Solar Magnetic Fields
The solar activity is determined by the magnetic field, which is present in all atmospheric layers of the Sun and connects them with the interplanetary space and thus also to Earth. In the solar atmosphere, the magnetic field is highly structured, from large to small temporal and spatial scales. This leads to the formation of the well-known sunspots, pores, eruptions, flares and solar storms, as well as the generation of high-energetic particles, so-called solar cosmic rays.
The source of solar magnetic fields is a dynamo at the interface between the convection zone and the radiative core. Magnetic fields generated by the dynamo rise through the convection zone and emerge at the visible solar surface in the form of bipolar magnetic regions, finally forming loops whose tops lie in the corona. The locations where the loop intersects the solar surface are visible as either sunspots or faculae. High in the corona, the magnetic field is so weak that the solar wind can pull the field open into interplanetary space. The field is almost radial.
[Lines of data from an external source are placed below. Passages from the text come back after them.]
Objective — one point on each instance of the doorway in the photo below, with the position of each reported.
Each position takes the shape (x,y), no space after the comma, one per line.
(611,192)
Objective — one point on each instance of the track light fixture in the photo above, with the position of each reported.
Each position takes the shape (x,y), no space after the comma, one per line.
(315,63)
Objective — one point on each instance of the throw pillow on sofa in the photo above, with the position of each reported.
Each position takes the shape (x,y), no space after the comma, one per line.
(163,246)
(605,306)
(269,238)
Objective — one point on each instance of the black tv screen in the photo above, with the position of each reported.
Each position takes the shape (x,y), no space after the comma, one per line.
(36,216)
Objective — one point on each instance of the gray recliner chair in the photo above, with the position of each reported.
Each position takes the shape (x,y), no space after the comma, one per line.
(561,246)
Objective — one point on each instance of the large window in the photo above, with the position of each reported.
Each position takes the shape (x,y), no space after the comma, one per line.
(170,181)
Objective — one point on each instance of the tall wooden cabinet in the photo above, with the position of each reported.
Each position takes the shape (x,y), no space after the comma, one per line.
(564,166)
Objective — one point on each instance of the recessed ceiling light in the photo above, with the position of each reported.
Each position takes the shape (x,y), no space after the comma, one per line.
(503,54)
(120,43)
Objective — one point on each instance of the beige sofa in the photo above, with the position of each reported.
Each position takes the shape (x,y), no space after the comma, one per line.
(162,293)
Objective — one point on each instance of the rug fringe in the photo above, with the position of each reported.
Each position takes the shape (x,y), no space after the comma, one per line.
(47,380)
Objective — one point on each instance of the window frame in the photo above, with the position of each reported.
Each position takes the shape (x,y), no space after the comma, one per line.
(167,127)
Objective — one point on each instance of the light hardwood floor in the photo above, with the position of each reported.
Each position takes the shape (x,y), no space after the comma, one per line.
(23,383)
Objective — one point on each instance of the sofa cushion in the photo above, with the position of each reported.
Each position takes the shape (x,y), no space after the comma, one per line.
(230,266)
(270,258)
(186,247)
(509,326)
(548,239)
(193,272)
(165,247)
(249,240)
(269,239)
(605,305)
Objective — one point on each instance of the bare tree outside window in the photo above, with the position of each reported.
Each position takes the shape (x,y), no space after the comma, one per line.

The magnetic activity of the Sun shows a cyclic variation with a mean period of about 11 years. The 11-year solar cycle strongly supports the idea of a large-scale solar dynamo. The solar cycle has a great effect on the evolution of the global coronal magnetic field. Sunspots, a by-product of the large-scale dynamo, appear, evolve and disperse over several days. The interaction between the emergence of sunspots and the pre-existing coronal magnetic field creates a variety of dynamic solar phenomena.
Researchers at AIP's solar group have a special focus on:
- Deriving magnetic fields from spectroscopic as well as spectropolarimetric (Stokes profiles) observations using inversion codes for, e.g., sunspots, solar flares, or filaments.
- Investigation of the changes in the magnetic field in solar phenomenae and eruptive events.
- Long-term studies of the evolution of the magnetic field on the Sun over decades.